すっかりご無沙汰してしまいました。
『茶遊庵』の2月の体験も終わり、
大人茶道 はじめてのお点前 Step1(盆略点前)のお稽古も始まり、
毎日慌しくも充実した日を過ごしています。
体験会の様子についてはHPとインスタに簡単にアップしております。
今週中にはブログにもお道具組み含め、様子を書きたいと思っております。
さて、今日で2月も終わり。
2月28日は利休忌です。
命日は旧暦の2月28日で、新暦で、表千家は3月27日、裏千家は3月28日に追善茶会を行っています。

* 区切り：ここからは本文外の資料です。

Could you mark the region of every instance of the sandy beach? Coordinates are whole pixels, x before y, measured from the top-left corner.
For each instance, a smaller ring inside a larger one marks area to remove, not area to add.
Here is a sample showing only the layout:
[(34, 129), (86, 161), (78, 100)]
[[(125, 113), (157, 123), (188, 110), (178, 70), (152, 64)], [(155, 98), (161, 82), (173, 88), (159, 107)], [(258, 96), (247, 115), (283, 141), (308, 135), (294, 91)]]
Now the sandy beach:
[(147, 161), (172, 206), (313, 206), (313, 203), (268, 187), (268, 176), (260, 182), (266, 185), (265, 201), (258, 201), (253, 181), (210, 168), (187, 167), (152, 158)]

朝から利休忌のことを思い、大人茶道のお稽古の準備をして、新聞に目を通すと、天声人語にまさに利休忌のことが書かれていました。
興味深い内容だったので、以下に引用記載します。
2022年2月28日 天声人語より******************
2月28日は利休忌である。茶人、千利休が70歳の生涯を閉じた旧暦のその日に春の穏やかさはなく、大雨と雷の荒天だったと伝えられる。二人三脚で歩んできた豊臣秀吉から蟄居させられた末、切腹を命じられた。
「侘び茶」の印象のため忘れそうになるが、利休が生きたのは戦乱の世だ。ときの覇者である織田信長、そして豊臣秀吉に仕え、茶事を司った。なのになぜ死を命じられたのか。
表向きの理由は、寺院の山門に利休が自分の木造を置いたのが無礼だというものだ。しかしそれだけではないはずだと、後世いくつもの説が取りざたされた。娘を秀吉の側室に出すのを拒んだ。秀吉のもくろむ朝鮮出兵に反対した・・・・。おそらく永遠のなぞだろう。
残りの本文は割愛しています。